The great Canadian songwriter and poet Leonard Cohen is a looming presence throughout the record. The formality of its title acknowledges the many Cohen album titles that contain the word ‘Songs’; the subtitle alludes to one of his most famous songs, “Bird on the Wire”; there’s a reverent cover of another Cohen classic, “Famous Blue Raincoat”; and Nadler’s acoustic guitar playing is glowingly reminiscent of Cohen’s own before he traded guitars for cheap synthesisers. And just as Cohen’s voice has weathered and deepened over the years, so Nadler’s vocals are richer and stranger than on previous outings. Angelically pure, double-tracked and reverb-heavy, the voice sounds as though it emanates from a centuries-old courtly love tradition, a 1960s acid-folk magic spell and a post-apocalyptic future, all at once.
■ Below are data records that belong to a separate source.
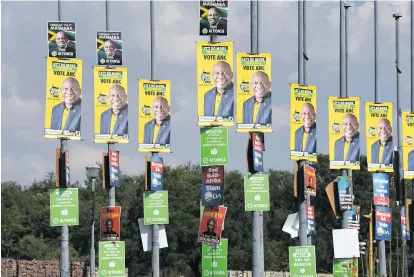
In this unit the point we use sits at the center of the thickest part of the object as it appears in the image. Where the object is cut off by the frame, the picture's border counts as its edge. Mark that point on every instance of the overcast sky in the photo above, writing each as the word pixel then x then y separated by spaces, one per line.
pixel 27 155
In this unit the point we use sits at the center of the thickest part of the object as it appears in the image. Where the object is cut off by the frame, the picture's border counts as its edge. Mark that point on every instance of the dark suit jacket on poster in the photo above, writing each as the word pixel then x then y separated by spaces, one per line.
pixel 121 123
pixel 310 145
pixel 226 104
pixel 386 155
pixel 411 161
pixel 163 136
pixel 264 115
pixel 353 151
pixel 74 119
The other thing that sets Bird on the Water apart from its predecessors is the fullness and variety of its instrumentation. Co-produced by Nadler and Greg Weeks of US psych-folk outfit Espers, the album features hard, unflinching electric guitar from Weeks himself as well as dark cello from his Espers colleague Helena Espvall. The confidence of the arrangements is nowhere more apparent than on the album’s extraordinary centrepiece “Bird on Your Grave,” which begins with spacey synthesised effects over plaintive strummed acoustic guitar, before opening out into a helter-skelter folk rock drama that recalls Fairport Convention at their most lysergic. The electric and percussive agitation subsides, but the landscape of the song has altered. Blasted where it once was delicate, Weeks continues his angsty riffing over Nadler’s pealing acoustic cycles; and the song ends with a further dose of electronic strangeness.

The next track, “Silvia,” adds Dylanesque organ to Nadler’s strong, resonant finger-picking style. The song’s gorgeous melody and lilting chorus hint at a pop sensibility that sits comfortably alongside the record’s more overtly folkish moments. These include the devastatingly sad “Mexican Summer,” on which Nadler’s plangent guitar resounds beautifully around her seductive voice; the blissful, sparkling arpeggios of “My Love and I”; and the delicate mandolin that courses playfully alongside the burrowing guitar patterns of “Diamond Heart”.

Lyrically, Bird on the Water is shot through with startlingly vivid imagery. Nadler has the gift of both familiarising the strange and making the strange familiar; in the world of her songs, the elements of earth, air, fire and water mingle with skin, bones, hair and colours. It’s also an intensely feminine world, in which “I thought of you each time I tore off my gown” (“Diamond Heart”), “I’m going to buy you a red dress and put feathers in your hair” (“Silvia”) and “she died all alone with her feathers and bows” (“Leather Made Shoes”). Stripping away the outward manifestations of modesty and decorum, Nadler’s texts conflate love, sex and death in a swooning current of feverish eroticism.

Nadler sings on “Rachel”: “Oh what a day to dance with you, oh what a day to die.” It’s a line that encapsulates the album’s unshakeable conviction that passion exists and is to be grasped through the infernal workings of tragedy. Songs III: Bird on the Water is a work of radical, deathly sensuality; to hear it is to be changed by it.